In the first part of last night's dream I was carrying a small animal in my hands [it occurs to me that I've had quite a lot of dreams recently which feature this], it was supposed to be a mouse in the dream but it was actually more like the size of a rat. It wasn't moving around much but I was terrified that I was going to drop it, or it was going to run away; when it did move I managed to hang on to it, but often only just. It kept biting my fingers, too, and that hurt a lot, and I wanted to stop it biting but I couldn't work out how to without letting go of it completely. Then suddenly it went completely still, and I was sure that it was dead, until it shivered in my hands, and then I looked closely at it and it had a huge growth on its back, like a tumour or something, which was so big that I hadn't noticed it before ["so big that I hadn't noticed it before" is how I understood it in the dream, but it doesn't really translate]. I pointed this out to my parents (who were with me) and they agreed that we had to get it to a vet. So we went as quickly as we could to the Emergency Vet, who was based in a little wooden hut at the edge of a park-type-thing that looked a bit like Jesus Green. The Emergency Vet was a beautiful young woman with blonde hair flowing out behind her, and she was explaining to me (and I was agreeing) that the mouse would have to be put down, because it would never survive the operation to remove the tumour, and it wasn't kind to it to keep it alive and suffering any longer. The funny thing was that all the time when I was holding it and it was alive I was worried about it, but when I knew it had to be put down I was actually quite relieved, and I felt guilty for feeling that, but I couldn't help it.

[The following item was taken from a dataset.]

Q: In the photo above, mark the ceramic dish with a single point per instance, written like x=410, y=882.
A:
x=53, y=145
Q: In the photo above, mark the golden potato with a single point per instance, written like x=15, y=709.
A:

In the second part of the dream I was sitting at a table with k425 and OldBloke and hoiho, and I gave OldBloke a hug and then suddenly kissed him on the cheek, and he smiled as if I'd made him really happy, and I worried that k425 would be jealous so I hugged her and kissed her too, and then I kissed her again just because I thought she was lovely [and indeed she is!], and she smiled too, and all the time hoiho was just watching and looking sad.
Woke up feeling hungover and tearful.